Recently, the computer lab I use at the school revoked the privilage of using flash drives (jump/USB drives) on their computers. Bummer.
Once again I found myself in a quandry. How oh how will I transport my electronic documents back and forth from home to school?
Possible Solutions
- Email the documents to myself. – What a pain!
- Print and retype my work. Yeah right.
- Buy a laptop. Ha ha!
- Burn CDs instead. I can’t burn at school.
- Use Dropbox. Bingo.
Dropbox describes itself as an easy way to share and store your files online. It automatically syncs the documents you want to back up/share when you make changes. And your documents are available any place you can find an internet connection. There’s nothing complicated about it.

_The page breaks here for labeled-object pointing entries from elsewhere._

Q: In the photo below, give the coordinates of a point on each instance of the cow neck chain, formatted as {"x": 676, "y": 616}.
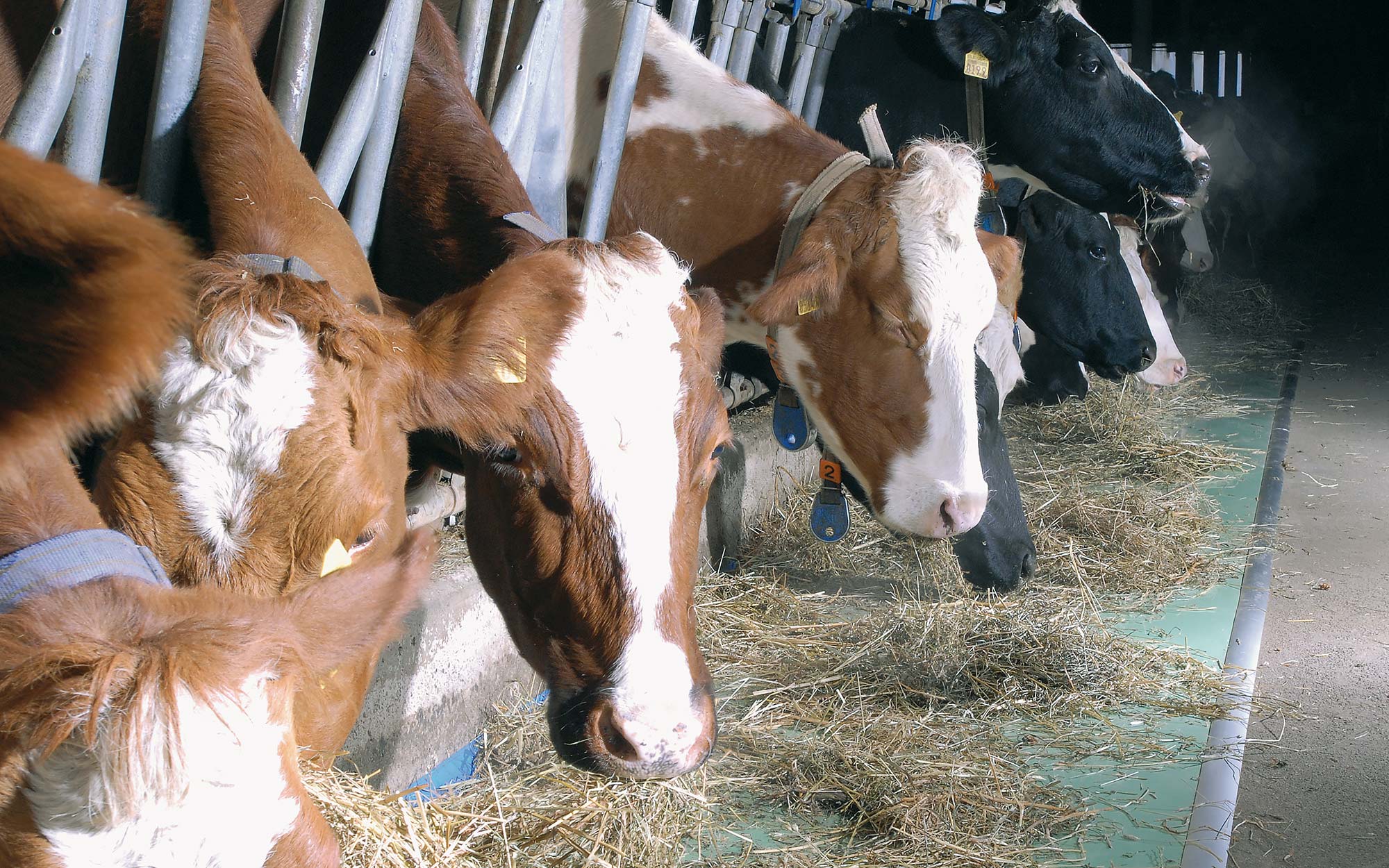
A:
{"x": 801, "y": 216}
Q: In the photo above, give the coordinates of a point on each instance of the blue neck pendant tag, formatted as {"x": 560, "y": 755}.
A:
{"x": 791, "y": 426}
{"x": 830, "y": 513}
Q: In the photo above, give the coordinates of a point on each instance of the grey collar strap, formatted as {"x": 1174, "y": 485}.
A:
{"x": 534, "y": 226}
{"x": 72, "y": 560}
{"x": 269, "y": 263}
{"x": 815, "y": 197}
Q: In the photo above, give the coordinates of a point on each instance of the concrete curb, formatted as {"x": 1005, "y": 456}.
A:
{"x": 435, "y": 685}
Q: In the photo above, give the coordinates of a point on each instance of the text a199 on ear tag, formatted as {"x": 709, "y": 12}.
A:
{"x": 512, "y": 370}
{"x": 976, "y": 65}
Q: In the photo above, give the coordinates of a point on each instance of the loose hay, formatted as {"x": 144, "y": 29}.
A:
{"x": 873, "y": 710}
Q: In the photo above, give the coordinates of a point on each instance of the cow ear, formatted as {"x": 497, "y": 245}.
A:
{"x": 710, "y": 326}
{"x": 965, "y": 28}
{"x": 359, "y": 606}
{"x": 484, "y": 355}
{"x": 813, "y": 280}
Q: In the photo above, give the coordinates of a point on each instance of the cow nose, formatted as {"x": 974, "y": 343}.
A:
{"x": 1149, "y": 353}
{"x": 959, "y": 512}
{"x": 633, "y": 748}
{"x": 1202, "y": 166}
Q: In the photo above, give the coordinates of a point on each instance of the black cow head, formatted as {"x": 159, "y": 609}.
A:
{"x": 1077, "y": 290}
{"x": 1066, "y": 109}
{"x": 998, "y": 553}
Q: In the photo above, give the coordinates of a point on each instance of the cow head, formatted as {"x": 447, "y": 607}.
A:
{"x": 998, "y": 553}
{"x": 1079, "y": 291}
{"x": 899, "y": 291}
{"x": 1065, "y": 108}
{"x": 584, "y": 523}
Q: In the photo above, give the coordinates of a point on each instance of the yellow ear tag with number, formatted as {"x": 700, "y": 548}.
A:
{"x": 337, "y": 558}
{"x": 976, "y": 65}
{"x": 512, "y": 370}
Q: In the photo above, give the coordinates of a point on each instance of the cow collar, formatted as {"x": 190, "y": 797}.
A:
{"x": 72, "y": 560}
{"x": 263, "y": 265}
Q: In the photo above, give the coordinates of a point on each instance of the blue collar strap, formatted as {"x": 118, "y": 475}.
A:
{"x": 72, "y": 560}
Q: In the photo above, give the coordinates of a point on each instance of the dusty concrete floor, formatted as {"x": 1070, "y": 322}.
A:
{"x": 1316, "y": 788}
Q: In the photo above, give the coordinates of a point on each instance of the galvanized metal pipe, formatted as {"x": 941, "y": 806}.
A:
{"x": 354, "y": 124}
{"x": 295, "y": 63}
{"x": 810, "y": 33}
{"x": 176, "y": 80}
{"x": 745, "y": 38}
{"x": 683, "y": 17}
{"x": 376, "y": 156}
{"x": 820, "y": 67}
{"x": 473, "y": 38}
{"x": 48, "y": 91}
{"x": 622, "y": 91}
{"x": 779, "y": 31}
{"x": 83, "y": 137}
{"x": 517, "y": 117}
{"x": 723, "y": 27}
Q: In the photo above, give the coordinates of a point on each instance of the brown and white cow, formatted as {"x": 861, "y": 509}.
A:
{"x": 280, "y": 422}
{"x": 140, "y": 724}
{"x": 885, "y": 365}
{"x": 584, "y": 523}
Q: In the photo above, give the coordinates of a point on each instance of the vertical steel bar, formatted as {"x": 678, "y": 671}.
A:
{"x": 723, "y": 26}
{"x": 516, "y": 119}
{"x": 776, "y": 49}
{"x": 84, "y": 134}
{"x": 354, "y": 124}
{"x": 295, "y": 63}
{"x": 820, "y": 69}
{"x": 809, "y": 33}
{"x": 48, "y": 91}
{"x": 473, "y": 38}
{"x": 176, "y": 80}
{"x": 622, "y": 91}
{"x": 376, "y": 156}
{"x": 745, "y": 38}
{"x": 683, "y": 17}
{"x": 498, "y": 34}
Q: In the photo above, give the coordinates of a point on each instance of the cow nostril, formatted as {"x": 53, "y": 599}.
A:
{"x": 1202, "y": 166}
{"x": 616, "y": 741}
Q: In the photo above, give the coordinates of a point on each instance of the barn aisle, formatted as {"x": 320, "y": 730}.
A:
{"x": 1316, "y": 783}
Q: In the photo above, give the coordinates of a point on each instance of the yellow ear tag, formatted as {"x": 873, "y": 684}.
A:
{"x": 513, "y": 370}
{"x": 976, "y": 65}
{"x": 337, "y": 558}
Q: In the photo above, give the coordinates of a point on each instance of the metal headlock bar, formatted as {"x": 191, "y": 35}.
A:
{"x": 70, "y": 88}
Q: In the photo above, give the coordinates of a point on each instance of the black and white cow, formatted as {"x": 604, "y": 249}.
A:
{"x": 1062, "y": 109}
{"x": 1077, "y": 290}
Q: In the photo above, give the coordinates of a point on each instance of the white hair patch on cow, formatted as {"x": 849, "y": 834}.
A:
{"x": 1191, "y": 148}
{"x": 954, "y": 291}
{"x": 998, "y": 352}
{"x": 206, "y": 792}
{"x": 619, "y": 370}
{"x": 222, "y": 419}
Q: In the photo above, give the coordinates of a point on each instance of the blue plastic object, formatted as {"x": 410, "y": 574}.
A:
{"x": 791, "y": 426}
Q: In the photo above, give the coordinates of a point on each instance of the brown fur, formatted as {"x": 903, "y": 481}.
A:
{"x": 541, "y": 542}
{"x": 94, "y": 291}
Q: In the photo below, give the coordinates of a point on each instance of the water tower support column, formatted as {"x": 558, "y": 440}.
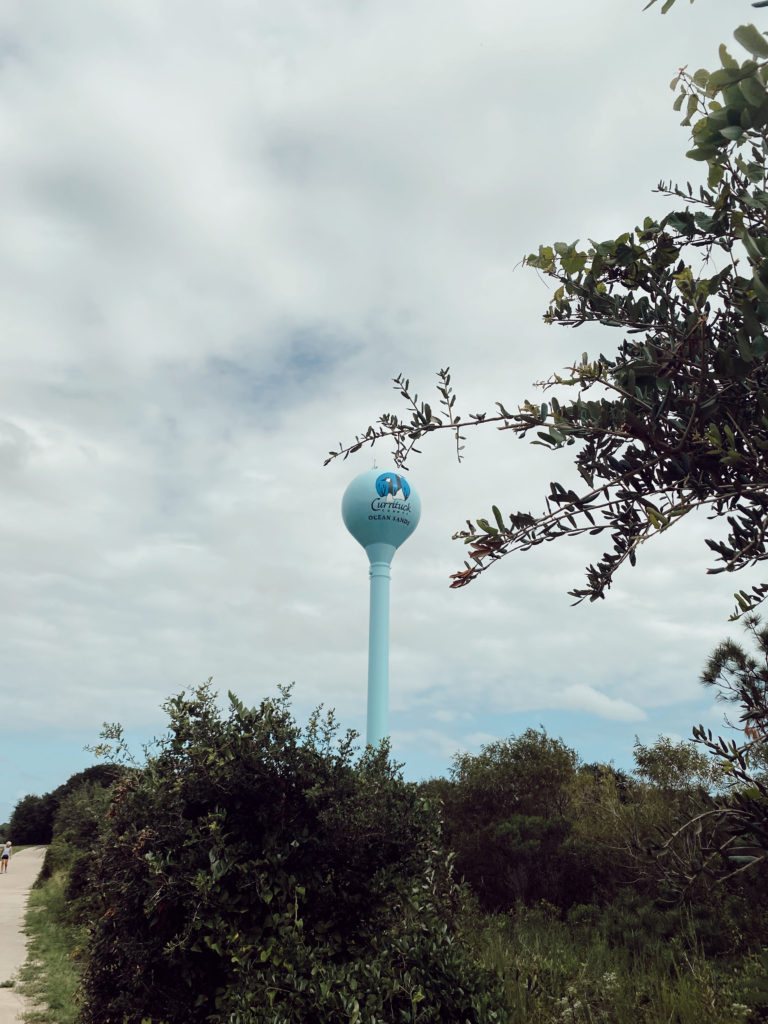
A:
{"x": 378, "y": 654}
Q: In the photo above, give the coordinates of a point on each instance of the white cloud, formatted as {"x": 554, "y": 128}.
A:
{"x": 226, "y": 227}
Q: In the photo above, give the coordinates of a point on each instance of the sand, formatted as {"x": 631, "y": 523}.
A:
{"x": 14, "y": 891}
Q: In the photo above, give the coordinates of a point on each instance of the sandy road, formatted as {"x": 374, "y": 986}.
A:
{"x": 14, "y": 890}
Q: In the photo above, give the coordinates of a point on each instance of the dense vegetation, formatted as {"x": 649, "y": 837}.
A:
{"x": 249, "y": 870}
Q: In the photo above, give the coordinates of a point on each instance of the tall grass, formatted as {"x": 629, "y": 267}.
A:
{"x": 556, "y": 972}
{"x": 50, "y": 975}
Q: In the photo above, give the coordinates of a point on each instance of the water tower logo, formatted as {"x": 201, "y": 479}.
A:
{"x": 380, "y": 510}
{"x": 390, "y": 483}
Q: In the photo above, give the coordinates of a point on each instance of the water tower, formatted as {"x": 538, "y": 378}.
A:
{"x": 380, "y": 510}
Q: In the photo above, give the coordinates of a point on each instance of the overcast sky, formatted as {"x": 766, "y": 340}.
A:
{"x": 226, "y": 224}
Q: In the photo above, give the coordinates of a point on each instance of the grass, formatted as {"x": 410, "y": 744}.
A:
{"x": 50, "y": 975}
{"x": 556, "y": 973}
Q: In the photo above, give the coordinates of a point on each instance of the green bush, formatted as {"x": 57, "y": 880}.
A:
{"x": 251, "y": 871}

For me, Dropbox is like a virtual floppy disk. I put the files I need in my Dropbox just like I would put them on a disk. And at school I just log in to my account, edit my documents as needed, then upload them to save them. *Voila*
If you’re interested… tell them Jenn sent you by following this link to GetDropBox.com (they give me more disk space if I refer people).



4 Comments
I used Google Docs very succsefully for this when I was in school. Some bonuses for me were easy collaboration, versioning and a multitude of file formats. The only downside (which I think is an upside) is that there are fewer formatting options compared with a shrink-wrapped product like Micro$$$oft Office.
Why oh why did your school revoke this privelage?? I’ve used google docs, I love that you can do live updates! No downloading, editing then uploading again. That was the problem with our “dropbox” avaiable to us at school. It’s called “my webspace” and you can upload anything and share the file with anyone but couldn’t edit without downloading, major pisser. Do you have to download to edit? Man, I LOVE my flashdrive.
You should be a dropbox sales-women. I’m signing up.
The lab that I like (not the library – but a different computer lab) feels like viruses are too big of a threat to risk students infecting the computers via flash drive. Of course… I can easily infect the computer with the same document downloaded from some server. But they feel safe, and I’m no tech weenie.
I don’t have to download/upload on my home-computer. The file automatically updates when I hit the save button. But at school, I do have to download/upload.
I thought Google Docs was a web-based word processor? I don’t really need to collaborate – I just need a “disk.”